From Oil to Undervaluation: Wage and Employment Trends in Houston

Houston is often seen as the oil capital of America, but its job market tells a more complicated story. This analysis shows that while energy jobs are shrinking, lower-paying service sector jobs are growing—and in some cases, dominating the local economy. Many of Houston’s most common occupations, like fast food workers and cashiers, earn less than the statewide average, even as they support the city’s daily life. Meanwhile, some of the highest-paid roles—like podiatrists and internal medicine physicians—are vanishingly rare.

This imbalance raises a key question: Is Houston becoming a city of low-wage, high-volume work?

My analysis focuses on:

Which sectors are growing or shrinking in Houston?
Using monthly data from 2015 to 2024, I calculate annual average employment and show which sectors are driving growth.
Is Houston moving away from oil?
By comparing trends in oil-linked sectors with service-oriented industries, I assess whether the city is undergoing a structural shift.
Which occupations in Houston are underpaid/Overpaid compared to the Texas average?
I identify jobs where workers in Houston earn less than their statewide counterparts—and how widespread those roles are.
Which low-wage jobs employ the most people in Houston?
Some of the city’s most common jobs, such as food service or customer support, also offer wages below the state average.
Are there high-paying jobs that are rare in Houston?
I rank the most well-compensated roles that have surprisingly low local employment.

The Data

1-Texas_OES_Report: Based on the U.S. Bureau of Labor Statistics’ May 2024 Occupational Employment and Wage Statistics. I used statewide data across all sectors. Source: BLS OES Research Estimates.

2-Houston_OES_Report: Derived from the May 2024 OES data published by the U.S. Bureau of Labor Statistics. I downloaded the data for the Houston-Pasadena-The Woodlands, TX metro area from the Metropolitan and Nonmetropolitan Area Table.

3-SeriesReport: Based on the U.S. Bureau of Labor Statistics’ State and Area Employment, Hours, and Earnings (SAE) dataset. This time series data provides monthly employment figures by industry sector for specific metropolitan areas. I downloaded separate reports for five sectors within the Houston-The Woodlands-Sugar Land, TX MSA. For each sector, I used non-seasonally adjusted monthly data from 2015 to 2024.

Growing Sectors

To understand long-term employment trends in Houston, I collected monthly employment data from 2015 to 2024 for the city’s five largest sectors. I calculated the annual average employment for each sector by averaging monthly figures from January to December. Because the size of each sector differs significantly, I used percentage change to show year-over-year trends. The calculation process can be found in the markdown section.

The chart above shows how employment in these five industries has evolved over the past decade. Mining, Logging, and Construction—which largely represents the city’s oil and energy sector—is the only industry that experienced a consistent decline, with employment falling by nearly 2% since 2015.

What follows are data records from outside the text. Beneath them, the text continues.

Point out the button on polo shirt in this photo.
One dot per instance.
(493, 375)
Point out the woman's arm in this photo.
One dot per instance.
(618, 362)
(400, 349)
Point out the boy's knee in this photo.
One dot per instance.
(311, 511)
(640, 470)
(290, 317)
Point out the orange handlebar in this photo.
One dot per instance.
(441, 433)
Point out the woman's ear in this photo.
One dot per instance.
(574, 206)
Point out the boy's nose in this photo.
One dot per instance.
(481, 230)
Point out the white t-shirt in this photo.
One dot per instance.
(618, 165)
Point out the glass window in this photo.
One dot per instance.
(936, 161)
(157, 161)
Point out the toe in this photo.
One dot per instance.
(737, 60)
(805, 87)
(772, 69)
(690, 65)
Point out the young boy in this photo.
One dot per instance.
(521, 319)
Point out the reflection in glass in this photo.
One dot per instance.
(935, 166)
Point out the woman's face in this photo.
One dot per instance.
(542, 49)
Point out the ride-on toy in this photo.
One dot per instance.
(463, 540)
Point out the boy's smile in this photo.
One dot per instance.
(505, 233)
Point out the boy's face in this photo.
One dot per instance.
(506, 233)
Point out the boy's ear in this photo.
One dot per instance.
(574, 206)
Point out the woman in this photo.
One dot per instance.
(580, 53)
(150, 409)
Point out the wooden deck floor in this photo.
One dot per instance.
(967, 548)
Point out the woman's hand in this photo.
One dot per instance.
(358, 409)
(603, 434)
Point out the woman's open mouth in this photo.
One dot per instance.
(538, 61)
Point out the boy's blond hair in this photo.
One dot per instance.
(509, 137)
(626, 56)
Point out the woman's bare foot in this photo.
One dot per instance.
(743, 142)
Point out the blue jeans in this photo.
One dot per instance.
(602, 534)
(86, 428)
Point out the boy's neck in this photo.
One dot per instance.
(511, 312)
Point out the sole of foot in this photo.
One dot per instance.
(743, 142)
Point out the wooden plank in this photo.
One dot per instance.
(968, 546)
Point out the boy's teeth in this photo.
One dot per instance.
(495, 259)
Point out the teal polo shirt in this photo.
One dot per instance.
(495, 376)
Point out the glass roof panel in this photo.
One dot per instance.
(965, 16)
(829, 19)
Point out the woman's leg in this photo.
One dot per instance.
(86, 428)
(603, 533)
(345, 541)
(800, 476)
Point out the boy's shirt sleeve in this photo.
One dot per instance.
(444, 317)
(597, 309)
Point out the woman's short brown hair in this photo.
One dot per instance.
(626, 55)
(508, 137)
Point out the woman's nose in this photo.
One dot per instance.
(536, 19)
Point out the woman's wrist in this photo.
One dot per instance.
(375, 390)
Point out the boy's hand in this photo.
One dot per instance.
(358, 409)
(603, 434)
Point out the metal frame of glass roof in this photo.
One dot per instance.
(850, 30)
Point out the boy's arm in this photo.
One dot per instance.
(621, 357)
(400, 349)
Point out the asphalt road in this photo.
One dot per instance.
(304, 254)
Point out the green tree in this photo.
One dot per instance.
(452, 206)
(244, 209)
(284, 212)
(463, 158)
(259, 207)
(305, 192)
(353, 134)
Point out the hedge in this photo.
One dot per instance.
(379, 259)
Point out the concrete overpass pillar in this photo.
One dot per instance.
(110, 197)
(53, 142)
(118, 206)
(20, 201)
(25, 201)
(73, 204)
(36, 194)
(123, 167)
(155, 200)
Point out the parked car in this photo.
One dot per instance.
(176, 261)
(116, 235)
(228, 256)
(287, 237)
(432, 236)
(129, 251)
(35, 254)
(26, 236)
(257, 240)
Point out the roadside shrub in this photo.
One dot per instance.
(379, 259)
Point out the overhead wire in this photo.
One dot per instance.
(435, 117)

In contrast, Education and Health Services grew the fastest, with a cumulative increase of more than 25%, signaling a broader shift toward service-oriented employment. Leisure and Hospitality, as well as Service-Providing sectors, also saw strong growth of 21.2% and 18.5% respectively. Retail Trade increased at a slower pace, rising by 6.9% over the same period.

Together, these trends suggest that while energy remains a central part of Houston’s identity, the city’s job market is increasingly defined by growth in education, healthcare, and service-related industries.

Decline of Oil

To verify whether Houston’s energy sector is truly in long-term decline, I examined the three subsectors under “Mining, Logging, and Construction”: Mining and Logging, Oil and Gas Extraction, and Support Activities for Mining. I downloaded monthly employment data from 2015 to 2025 for each subsector and combined them using R. The resulting stacked area chart illustrates a clear downward trend across all three components.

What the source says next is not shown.